Prepare for new styles of management
Millennials have grown up with social media and technology that has become second nature to most of them. They’re accustomed to fine-tuning their personal brand, showing off the side of themselves they want people to see. Sometimes, this even changes from one social media site to another. And, just as they tune their personal brands, millennial managers will personalise their management techniques as well. They will look to “make their mark”, exploring innovative management styles or changing around established priorities.
Make work flexible
Millennial managers are also well aware of how easy it is for personal lives to bleed into the workplace. Social media and the general news cycle is a 24/7 occurrence, meaning that it’s much easier for personal lives to creep into the workplace more often. This poses a challenge of making sure employees are staying on track. Millennial managers will seek to find ways to be flexible to use this constant feed of information to stay connected.
Millennial workers may turn down managerial or supervisory roles if offered. They look to their own managers or slightly more senior peers, taking note that many of them are often given extra responsibility, but very little additional support. Since they are so focused on work-life balance, they may be wary to commit to a role that doesn’t seem flexible enough.
Change your corporate culture or they will
The future of work isn’t in the 40 hour, 9 to 5 week. Businesses have become more casual, allowing for more flexibility in schedules. This has been enabled thanks to advances in tech. Most of us can work from anywhere with a Wi-Fi connection and a smart phone. Even traditionally desk-bound jobs like HR and payroll can be taken care of out of the office.
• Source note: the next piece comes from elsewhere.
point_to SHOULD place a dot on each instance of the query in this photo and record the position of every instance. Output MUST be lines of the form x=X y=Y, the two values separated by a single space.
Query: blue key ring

Millennials are pushing the boundaries of what’s “appropriate” in the workplace. They’re challenging established norms, such as paternity leave, dress codes and corporate wellness programs. They respect the importance of work-life balance, understanding that happy, healthy employees will produce the best results and increase retention rates. They value onboarding and development, because they see in themselves the same desire for personal growth within business.
Ultimately, millennials aren’t concerned with how they will fit into a company. They want to know where the business will fit in their personal narrative. Millennial managers are focused on creating the life they want and ensuring their career doesn’t encroach on that goal.
They may need guidance and mentoring
If you find millennial managers are too lax, it might boil down to an issue with being seen as an authority figure by their peers-turned-subordinates. Some younger managers find it difficult to gain respect after they get promoted. They sometimes find it difficult to gain credibility or establish their authority.
Overnight they go from a co-worker to a boss, and not everyone in the department might be on board. As a result, without the right guidance and mentorship in place, you might find that these managers do become more laid-back, even if only as a way to avoid conflict with employees who may be unhappy with the shift in management.
All of this might sound like millennials are work-shy and demand that the working world change just for them. But, just because your millennial manager might be open to having their team leave work early for regular appointments, fitness classes or to pick their kids up from school, don’t take flexibility as a sign of weakness.
Millennials graduated into a poor economic climate. This means they’ve had to achieve success through solid results, being agile and working hard every day. They don’t settle for less than the best in their own performance, so they won’t settle for less from their team either.
If you’re looking for your future millennial managers, look for those millennials who love the responsibility and the service. Look for those who consistently practice the basics of management with discipline, for those who want to lift people up and make them better. They will likely be your future leaders.